Through my contacts with other parents across the state of Tennessee, and other states as well, I found out about a program that had been started by families in the state of Kansas. The families at Winfield State Hospital in Winfield, KS also faced imminent closure of the home their children had known for years. They were concerned about failure in community placements and the elimination of Winfield as a safety net for their children. The President of the Parent/Guardian organization at Winfield was a woman by the name of Sharon Bird. Sharon’s husband was the medical director at Winfield State Hospital and their son, Michael lived there. With the assistance of an agency in the Kansas City area that had affiliations within the Department of Human Development and Family Life at the University of Kansas, the families in Winfield started their own non-profit agency. In the spring of 1999 Tracy and I went to Kansas for a week and looked at programs in the Kansas City and Lawrence areas and also the Winfield program named Creative Community Living.

We came home from Kansas determined to bring this model of care to Tennessee. I realized that the changes that were sure to come for my child and for so many others, though unwelcome, could provide wonderful opportunities. So, in October 1999, a few months after we visited Kansas, our little group from Tennessee became a non-profit corporation. We came upon our name by examining what we were about. Some years earlier, at a press conference before the Tennessee Legislature, I declared that the hundreds of families I was representing at that time wanted to be part of the solution to the problems that we had perhaps unwittingly created by bringing into this world – children whose disabilities were so severe that we couldn’t care for them alone. We took my words to heart, I suppose – “family” and “solutions” are right in the name of our corporation. It has now been some time since we began this project. Tennessee Family Solutions (TFS) has completed its 6 year association with our Kansas mentors. The experience we have gained since 1999 has enabled TFS to become a successful community provider achieving our mission to serve those with severe developmental disabilities who otherwise might require an institutional level of care. While Clover Bottom is still currently open there have been no admissions since 1994 and this policy seems likely to continue.

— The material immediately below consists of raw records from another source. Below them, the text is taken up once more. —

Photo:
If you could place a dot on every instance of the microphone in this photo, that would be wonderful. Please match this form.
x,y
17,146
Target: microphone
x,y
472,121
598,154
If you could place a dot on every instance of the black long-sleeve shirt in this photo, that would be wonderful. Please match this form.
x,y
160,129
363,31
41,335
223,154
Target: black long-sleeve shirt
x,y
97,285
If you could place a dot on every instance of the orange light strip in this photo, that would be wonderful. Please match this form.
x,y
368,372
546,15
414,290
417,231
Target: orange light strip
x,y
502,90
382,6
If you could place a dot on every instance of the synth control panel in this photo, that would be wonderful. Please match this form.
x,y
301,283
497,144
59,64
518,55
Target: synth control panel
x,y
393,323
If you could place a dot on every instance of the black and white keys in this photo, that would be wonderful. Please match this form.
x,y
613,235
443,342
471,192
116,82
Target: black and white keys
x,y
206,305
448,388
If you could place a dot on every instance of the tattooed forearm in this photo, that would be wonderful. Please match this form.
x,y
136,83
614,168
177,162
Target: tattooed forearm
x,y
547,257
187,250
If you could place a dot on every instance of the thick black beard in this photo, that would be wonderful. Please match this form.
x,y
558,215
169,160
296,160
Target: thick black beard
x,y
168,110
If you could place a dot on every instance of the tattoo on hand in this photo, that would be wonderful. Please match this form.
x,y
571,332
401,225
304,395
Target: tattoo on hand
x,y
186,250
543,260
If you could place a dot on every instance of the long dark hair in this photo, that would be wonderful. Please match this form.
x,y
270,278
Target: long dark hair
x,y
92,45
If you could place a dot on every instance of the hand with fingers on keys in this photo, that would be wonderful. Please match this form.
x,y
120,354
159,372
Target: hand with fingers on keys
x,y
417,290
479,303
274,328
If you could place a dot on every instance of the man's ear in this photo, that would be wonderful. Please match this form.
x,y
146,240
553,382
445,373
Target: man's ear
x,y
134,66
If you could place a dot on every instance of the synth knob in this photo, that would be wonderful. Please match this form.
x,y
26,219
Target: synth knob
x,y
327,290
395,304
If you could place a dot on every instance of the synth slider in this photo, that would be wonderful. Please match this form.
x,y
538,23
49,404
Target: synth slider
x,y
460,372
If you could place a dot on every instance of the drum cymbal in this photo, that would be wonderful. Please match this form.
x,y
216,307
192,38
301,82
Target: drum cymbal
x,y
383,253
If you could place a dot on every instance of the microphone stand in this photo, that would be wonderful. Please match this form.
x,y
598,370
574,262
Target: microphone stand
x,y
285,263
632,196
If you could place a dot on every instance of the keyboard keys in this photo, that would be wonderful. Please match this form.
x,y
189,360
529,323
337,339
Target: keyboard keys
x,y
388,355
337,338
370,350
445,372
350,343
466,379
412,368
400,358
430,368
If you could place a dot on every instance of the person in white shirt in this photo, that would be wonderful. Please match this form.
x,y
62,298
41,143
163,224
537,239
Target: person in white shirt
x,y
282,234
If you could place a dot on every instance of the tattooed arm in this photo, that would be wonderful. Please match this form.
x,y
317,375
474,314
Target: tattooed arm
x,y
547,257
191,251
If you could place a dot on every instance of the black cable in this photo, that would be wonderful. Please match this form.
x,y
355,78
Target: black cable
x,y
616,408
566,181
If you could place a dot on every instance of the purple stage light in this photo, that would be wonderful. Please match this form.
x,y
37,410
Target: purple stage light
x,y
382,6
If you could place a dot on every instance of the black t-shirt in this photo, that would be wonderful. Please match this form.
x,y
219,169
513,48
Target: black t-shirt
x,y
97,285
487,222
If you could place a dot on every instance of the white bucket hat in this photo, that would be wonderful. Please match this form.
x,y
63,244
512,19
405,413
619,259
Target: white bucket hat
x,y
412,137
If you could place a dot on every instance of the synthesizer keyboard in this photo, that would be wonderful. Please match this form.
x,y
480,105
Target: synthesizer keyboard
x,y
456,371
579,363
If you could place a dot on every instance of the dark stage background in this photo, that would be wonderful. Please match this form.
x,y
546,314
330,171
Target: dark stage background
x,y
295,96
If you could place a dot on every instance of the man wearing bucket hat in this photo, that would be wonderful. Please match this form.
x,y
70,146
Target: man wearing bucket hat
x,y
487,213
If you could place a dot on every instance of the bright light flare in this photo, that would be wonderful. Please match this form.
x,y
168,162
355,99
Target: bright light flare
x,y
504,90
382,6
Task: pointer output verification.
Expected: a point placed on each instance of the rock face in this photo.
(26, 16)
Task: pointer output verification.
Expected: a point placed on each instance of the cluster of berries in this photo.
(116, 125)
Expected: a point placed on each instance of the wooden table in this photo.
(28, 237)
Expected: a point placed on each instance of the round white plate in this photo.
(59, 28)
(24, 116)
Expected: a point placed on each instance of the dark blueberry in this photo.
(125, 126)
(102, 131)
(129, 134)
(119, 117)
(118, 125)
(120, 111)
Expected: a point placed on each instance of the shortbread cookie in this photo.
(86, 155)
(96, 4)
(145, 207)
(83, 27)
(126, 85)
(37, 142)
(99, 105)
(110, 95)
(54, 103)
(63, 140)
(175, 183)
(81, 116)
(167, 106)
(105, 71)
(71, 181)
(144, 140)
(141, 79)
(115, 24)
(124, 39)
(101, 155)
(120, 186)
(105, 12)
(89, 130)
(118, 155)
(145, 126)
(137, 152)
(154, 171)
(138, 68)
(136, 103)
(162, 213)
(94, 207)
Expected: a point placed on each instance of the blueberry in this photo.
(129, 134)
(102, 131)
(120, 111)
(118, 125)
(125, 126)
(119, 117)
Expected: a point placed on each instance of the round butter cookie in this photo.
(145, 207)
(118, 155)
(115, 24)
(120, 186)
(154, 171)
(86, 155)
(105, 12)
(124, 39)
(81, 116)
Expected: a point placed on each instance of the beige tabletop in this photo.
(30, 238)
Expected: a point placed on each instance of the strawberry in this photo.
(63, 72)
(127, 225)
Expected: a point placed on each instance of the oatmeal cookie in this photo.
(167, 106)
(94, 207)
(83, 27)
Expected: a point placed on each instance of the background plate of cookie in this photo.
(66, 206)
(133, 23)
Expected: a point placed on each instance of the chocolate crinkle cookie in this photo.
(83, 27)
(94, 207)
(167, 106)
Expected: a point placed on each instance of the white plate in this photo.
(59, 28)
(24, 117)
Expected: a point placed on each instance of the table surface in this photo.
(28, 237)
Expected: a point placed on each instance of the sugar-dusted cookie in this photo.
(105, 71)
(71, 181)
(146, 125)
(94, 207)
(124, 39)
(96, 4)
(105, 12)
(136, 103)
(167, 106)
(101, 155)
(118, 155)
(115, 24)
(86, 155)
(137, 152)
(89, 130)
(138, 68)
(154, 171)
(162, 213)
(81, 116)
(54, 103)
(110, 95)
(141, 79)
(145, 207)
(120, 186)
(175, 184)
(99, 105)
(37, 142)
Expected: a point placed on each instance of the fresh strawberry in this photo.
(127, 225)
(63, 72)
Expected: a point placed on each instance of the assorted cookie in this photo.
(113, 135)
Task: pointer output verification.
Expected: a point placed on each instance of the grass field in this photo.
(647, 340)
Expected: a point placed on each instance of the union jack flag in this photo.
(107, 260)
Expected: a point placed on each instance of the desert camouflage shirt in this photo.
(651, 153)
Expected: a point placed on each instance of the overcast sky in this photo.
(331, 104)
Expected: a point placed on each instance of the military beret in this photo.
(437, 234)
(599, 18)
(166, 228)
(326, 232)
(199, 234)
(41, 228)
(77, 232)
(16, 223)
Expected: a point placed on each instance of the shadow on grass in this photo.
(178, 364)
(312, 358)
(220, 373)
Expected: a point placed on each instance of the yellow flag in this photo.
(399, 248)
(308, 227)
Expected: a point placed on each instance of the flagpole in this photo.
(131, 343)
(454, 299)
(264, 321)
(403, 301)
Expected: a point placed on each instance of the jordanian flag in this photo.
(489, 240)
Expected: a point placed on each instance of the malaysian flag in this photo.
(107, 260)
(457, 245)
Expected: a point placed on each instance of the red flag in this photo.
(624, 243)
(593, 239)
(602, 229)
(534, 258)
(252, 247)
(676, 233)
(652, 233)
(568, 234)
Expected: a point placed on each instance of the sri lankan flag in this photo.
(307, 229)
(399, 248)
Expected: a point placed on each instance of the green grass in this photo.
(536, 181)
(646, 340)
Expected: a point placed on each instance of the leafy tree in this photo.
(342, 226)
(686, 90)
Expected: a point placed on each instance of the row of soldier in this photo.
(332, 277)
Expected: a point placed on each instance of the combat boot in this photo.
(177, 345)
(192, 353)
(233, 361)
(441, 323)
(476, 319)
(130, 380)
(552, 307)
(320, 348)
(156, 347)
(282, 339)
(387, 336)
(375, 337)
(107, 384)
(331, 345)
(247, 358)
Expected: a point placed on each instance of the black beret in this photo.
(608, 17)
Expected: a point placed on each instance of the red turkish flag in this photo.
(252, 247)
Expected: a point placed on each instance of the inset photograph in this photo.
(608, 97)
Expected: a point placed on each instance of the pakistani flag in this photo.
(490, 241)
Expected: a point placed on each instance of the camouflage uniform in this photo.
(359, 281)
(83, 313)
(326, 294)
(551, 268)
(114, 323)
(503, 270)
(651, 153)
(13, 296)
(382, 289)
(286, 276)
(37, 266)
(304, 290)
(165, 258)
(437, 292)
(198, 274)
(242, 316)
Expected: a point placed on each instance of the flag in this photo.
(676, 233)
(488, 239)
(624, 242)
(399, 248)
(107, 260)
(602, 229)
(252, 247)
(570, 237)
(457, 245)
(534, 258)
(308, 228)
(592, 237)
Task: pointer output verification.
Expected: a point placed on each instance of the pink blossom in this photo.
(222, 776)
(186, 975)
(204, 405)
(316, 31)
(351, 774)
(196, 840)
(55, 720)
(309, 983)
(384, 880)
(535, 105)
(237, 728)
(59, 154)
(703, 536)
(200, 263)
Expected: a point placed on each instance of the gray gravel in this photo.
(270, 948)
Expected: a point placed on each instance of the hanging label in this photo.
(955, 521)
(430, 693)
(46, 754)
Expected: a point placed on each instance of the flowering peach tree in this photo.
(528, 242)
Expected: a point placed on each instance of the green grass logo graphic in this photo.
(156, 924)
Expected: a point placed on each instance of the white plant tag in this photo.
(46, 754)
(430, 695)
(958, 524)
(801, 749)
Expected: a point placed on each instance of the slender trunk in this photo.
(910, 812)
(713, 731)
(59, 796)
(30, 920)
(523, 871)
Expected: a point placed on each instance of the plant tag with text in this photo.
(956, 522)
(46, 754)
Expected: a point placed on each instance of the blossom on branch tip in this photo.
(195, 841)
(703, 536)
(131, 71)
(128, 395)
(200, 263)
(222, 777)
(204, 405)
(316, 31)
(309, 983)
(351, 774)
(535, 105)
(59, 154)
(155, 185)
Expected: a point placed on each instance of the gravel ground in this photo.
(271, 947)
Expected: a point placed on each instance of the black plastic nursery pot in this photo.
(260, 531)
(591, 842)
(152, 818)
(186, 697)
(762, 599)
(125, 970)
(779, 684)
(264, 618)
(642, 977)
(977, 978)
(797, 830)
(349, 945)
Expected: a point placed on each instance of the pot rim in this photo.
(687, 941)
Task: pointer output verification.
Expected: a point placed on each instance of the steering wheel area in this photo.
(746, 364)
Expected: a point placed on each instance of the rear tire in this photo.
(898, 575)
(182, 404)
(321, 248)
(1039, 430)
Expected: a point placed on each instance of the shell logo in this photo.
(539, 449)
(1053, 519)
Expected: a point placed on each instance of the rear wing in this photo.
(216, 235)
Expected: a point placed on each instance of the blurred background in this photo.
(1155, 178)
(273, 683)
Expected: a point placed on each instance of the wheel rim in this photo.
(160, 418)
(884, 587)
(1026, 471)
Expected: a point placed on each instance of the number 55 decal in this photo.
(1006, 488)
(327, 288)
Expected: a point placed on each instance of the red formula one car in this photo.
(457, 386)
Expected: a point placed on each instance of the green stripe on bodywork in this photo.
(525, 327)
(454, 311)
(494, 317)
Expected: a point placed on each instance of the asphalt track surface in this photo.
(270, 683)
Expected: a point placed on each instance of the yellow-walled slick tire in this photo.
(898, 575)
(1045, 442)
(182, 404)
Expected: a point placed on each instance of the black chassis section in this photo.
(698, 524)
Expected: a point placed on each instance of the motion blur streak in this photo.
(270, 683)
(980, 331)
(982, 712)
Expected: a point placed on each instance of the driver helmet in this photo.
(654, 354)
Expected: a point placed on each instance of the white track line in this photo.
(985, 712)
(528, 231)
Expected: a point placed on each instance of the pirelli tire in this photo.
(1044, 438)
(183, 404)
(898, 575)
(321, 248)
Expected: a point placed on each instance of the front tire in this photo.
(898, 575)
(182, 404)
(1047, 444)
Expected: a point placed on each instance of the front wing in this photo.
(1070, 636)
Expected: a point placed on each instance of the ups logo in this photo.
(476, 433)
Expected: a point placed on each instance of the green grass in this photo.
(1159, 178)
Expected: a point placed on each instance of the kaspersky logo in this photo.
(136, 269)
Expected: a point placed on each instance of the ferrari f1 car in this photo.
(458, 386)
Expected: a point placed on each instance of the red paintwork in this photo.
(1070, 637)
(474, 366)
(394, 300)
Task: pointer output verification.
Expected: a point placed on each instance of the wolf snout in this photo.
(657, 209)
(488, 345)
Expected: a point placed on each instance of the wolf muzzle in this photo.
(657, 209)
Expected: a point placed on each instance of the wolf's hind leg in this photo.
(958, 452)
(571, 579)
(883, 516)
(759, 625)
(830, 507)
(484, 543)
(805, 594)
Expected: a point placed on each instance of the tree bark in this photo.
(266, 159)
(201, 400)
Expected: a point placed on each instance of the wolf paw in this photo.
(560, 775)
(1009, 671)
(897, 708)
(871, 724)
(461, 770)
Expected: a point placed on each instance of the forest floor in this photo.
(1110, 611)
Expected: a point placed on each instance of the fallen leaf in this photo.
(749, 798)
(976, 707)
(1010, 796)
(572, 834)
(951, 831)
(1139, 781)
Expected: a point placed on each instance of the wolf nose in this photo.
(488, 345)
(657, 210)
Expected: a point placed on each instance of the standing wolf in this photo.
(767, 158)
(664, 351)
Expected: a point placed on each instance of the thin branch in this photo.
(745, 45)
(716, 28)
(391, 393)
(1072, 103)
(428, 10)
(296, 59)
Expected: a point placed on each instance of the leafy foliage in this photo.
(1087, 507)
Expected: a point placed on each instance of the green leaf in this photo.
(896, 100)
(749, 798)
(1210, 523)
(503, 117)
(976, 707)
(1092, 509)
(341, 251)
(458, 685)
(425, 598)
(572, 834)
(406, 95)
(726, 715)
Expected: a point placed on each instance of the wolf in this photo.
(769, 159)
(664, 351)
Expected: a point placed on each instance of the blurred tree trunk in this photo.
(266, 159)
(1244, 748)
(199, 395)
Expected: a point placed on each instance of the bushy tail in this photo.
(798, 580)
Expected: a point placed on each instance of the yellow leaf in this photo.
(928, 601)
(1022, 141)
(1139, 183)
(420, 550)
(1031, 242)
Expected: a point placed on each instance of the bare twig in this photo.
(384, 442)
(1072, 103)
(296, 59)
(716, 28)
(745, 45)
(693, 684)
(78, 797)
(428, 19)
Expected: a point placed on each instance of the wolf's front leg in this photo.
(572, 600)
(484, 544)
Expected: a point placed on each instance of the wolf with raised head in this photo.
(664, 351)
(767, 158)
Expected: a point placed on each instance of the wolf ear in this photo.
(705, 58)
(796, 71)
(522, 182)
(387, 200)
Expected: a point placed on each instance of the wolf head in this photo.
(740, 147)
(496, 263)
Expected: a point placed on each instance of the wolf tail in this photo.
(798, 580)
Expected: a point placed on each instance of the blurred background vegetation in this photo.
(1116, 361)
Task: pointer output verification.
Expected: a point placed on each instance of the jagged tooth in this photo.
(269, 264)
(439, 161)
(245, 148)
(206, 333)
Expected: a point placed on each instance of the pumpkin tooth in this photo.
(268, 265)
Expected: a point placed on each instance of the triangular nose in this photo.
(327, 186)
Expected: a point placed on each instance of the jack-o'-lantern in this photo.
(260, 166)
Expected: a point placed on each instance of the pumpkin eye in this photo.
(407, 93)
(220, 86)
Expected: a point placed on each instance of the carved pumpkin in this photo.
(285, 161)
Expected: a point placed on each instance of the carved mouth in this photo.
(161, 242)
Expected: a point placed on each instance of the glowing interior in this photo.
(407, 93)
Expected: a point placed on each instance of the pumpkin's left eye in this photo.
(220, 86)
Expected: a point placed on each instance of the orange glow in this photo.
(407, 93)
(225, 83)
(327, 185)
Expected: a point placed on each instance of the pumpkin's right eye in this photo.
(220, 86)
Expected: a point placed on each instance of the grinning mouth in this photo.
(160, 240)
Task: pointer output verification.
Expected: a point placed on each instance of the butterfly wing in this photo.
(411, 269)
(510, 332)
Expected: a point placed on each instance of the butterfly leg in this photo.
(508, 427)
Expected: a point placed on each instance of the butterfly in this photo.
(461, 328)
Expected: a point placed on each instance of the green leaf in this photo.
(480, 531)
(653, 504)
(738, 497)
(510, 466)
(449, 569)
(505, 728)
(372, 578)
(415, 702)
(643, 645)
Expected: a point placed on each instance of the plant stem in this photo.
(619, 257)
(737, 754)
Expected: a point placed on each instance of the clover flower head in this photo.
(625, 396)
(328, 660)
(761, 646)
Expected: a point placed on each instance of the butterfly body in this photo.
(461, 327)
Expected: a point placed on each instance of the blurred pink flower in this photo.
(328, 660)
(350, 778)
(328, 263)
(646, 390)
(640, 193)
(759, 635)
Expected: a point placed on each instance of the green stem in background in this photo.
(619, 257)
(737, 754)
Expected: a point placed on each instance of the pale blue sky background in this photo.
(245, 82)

My role with TFS began as President of the Board of Directors. Since 2002 I have been serving as Executive Director. My wife, Tracy, works in the TFS office. This for us has become a family affair with both of our other daughters working for the agency at one time or another. Our youngest daughter, Marla made the transition from Clover Bottom to a TFS teaching family home in a nice neighborhood in 2002, and we’re all pleased with her new lifestyle.

There are about 1,300 individuals in Middle, West and East Tennessee identified as class members in the Clover Bottom lawsuit and settlement agreement. Many of these have already been moved to the community, others will follow. TFS can serve only a fraction of this group, of course, but with the unique service model we’ve adopted and our commitment to families, TFS will certainly serve these people well.